Some Thoughts on Bayrou’s Gambit

4 September 2025

L’Express put some questions to me about the current crisis, and I answered them. A shortened, edited French version was published online today but is behind a paywall. Here is the original unexpurgated version in English:

1)    “Prime Minister François Bayrou stood on a chair and placed a noose around his neck, calling for a vote of confidence in his government on Sept. 8”, you wrote recently. You don’t seem very optimistic… If you think this move is doomed to failure, what political or institutional logic could have guided it?
I have been pessimistic about Bayrou’s government from the beginning, because the current division of the National Assembly into three broad blocs–left, right, and center–which refuse to cooperate makes it very difficult to achieve a majority. Furthermore, the prime minister himself has never demonstrated a great deal of flexibility.

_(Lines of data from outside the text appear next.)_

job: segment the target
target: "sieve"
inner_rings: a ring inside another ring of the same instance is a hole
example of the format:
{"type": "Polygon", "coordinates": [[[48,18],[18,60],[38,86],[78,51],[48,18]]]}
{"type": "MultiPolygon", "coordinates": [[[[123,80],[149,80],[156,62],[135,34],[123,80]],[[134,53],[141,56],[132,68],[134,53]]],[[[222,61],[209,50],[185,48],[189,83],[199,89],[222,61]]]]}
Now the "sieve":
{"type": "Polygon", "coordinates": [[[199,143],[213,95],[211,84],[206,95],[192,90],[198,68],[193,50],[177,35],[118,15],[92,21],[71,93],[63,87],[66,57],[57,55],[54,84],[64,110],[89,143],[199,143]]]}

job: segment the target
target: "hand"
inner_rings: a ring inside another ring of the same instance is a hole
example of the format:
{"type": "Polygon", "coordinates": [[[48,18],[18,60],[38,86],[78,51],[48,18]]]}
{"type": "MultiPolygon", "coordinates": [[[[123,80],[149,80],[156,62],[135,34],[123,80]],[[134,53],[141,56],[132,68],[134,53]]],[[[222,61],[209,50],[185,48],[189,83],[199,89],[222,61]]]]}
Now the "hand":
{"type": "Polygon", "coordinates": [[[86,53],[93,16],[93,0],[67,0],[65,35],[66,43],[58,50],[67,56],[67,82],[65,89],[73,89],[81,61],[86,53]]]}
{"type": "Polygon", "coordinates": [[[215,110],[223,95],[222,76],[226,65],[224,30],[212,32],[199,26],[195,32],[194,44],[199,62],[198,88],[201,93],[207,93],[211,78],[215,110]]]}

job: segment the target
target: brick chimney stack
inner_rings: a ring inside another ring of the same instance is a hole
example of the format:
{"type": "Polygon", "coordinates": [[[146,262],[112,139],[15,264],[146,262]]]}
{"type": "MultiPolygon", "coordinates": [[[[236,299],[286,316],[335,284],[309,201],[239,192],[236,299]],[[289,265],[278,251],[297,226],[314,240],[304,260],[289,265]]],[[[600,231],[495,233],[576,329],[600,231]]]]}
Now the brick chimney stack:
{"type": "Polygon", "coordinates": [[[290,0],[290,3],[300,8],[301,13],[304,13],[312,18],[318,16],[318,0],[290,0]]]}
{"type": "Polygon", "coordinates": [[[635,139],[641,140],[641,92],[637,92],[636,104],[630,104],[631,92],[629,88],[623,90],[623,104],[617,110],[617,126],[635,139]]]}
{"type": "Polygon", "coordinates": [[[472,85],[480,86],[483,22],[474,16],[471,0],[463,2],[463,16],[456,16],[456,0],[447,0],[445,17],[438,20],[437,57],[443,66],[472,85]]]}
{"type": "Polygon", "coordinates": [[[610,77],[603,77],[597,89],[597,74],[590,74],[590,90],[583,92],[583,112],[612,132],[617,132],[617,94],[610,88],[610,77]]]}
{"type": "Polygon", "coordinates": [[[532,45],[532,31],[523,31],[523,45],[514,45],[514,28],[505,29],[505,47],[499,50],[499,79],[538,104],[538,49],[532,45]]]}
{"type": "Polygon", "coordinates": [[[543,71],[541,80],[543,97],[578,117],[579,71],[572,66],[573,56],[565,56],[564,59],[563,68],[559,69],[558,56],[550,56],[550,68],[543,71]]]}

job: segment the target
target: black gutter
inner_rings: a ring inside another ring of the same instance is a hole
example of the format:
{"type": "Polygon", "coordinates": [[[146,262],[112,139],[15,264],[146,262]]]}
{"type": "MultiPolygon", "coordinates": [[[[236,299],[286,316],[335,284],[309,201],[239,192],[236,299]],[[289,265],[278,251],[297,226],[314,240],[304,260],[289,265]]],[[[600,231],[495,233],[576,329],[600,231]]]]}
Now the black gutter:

In fact, he prides himself on being a man of principle and makes a virtue of rigidity. This combination of structural impasse with rigid leadership did not inspire hope for a successful dénouement.
Despite this, the Prime Minister’s threat to resign unless he has his way on the budget was not necessarily doomed to failure. Indeed, there is considerable agreement across the political spectrum that the deficit has been allowed to grow out of control, and both the markets and the EU are demanding action. But Bayrou acted without first attempting to determine how he might win the backing of potential allies in the parliament. He did not consult either the Socialists or the RN despite knowing that if both voted to censure his government, he would lose. His excuse: “It was August, and they were on vacation.” Such an attitude suggests either incredible arrogance or utter lack of political sense.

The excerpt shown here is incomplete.